The crisis is interesting as it shows the self-protecting nature of the world and of the Divine laws. It is the law of the world,—as much immorality as there is, so much misery. The greatest prosperity will in vain resist the greatest calamity. You borrow the succour of the devil and he must have his fee. He was never known to abate a penny of his rents. In every nation all the immorality that exists breeds plagues. But of the corrupt society that exists we have never been able to combine any pure prosperity There is always something in the very advantages of a condition which hurts it. Africa has its malformation; England has its Ireland; Germany its hatred of classes; France its love of gunpowder; Italy its Pope; and America, the most prosperous country in the Universe, has the greatest calamity in the Universe, negro slavery.

Let me remind you a little in detail how the natural retribution acts in reference to the statute which Congress passed a year ago. For these few months have shown very conspicuously its nature and impracticability. It is contravened:

1. By the sentiment of duty. An immoral law makes it a man’s duty to break it, at every hazard. For virtue is the very self of every man.
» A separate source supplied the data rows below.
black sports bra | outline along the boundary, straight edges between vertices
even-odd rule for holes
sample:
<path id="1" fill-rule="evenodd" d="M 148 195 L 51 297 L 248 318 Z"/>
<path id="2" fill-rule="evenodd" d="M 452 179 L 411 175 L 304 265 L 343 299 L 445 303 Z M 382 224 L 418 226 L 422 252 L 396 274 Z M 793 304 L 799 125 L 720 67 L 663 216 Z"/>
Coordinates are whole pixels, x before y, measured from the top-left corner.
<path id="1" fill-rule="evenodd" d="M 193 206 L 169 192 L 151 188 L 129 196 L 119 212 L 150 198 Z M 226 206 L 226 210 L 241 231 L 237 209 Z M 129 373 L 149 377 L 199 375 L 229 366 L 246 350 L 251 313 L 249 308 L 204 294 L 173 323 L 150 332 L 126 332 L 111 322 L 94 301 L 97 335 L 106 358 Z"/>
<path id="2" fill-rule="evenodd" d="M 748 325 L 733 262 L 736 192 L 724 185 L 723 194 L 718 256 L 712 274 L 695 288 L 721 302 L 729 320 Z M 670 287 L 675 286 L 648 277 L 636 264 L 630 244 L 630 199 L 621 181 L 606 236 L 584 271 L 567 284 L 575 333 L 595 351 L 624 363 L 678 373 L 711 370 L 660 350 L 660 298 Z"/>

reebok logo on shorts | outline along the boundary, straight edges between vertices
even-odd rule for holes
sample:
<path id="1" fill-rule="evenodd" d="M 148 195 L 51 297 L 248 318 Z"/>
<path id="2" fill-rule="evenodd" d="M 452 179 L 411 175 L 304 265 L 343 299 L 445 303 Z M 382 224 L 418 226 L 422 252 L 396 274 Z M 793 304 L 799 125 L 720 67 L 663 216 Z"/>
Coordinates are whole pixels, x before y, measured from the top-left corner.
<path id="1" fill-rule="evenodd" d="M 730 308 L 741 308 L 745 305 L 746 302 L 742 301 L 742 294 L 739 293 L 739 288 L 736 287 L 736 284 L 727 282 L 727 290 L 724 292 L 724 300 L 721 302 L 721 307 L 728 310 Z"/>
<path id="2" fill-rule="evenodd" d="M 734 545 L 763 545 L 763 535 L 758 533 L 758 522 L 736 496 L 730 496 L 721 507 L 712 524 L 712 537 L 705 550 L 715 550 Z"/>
It is therefore a principle of law that an immoral contract is void, and that an immoral statute is void. For, as laws do not make right, and are simply declaratory of a right which already existed, it is not to be presumed that they can so stultify themselves as to command injustice.

It is remarkable how rare in the history of tyrants is an immoral law. Some color, some indirection was always used. If you take up the volumes of the “Universal History,” you will find it difficult searching. The precedents are few. It is not easy to parallel the wickedness of this American law. And that is the head and body of this discontent, that the law is immoral.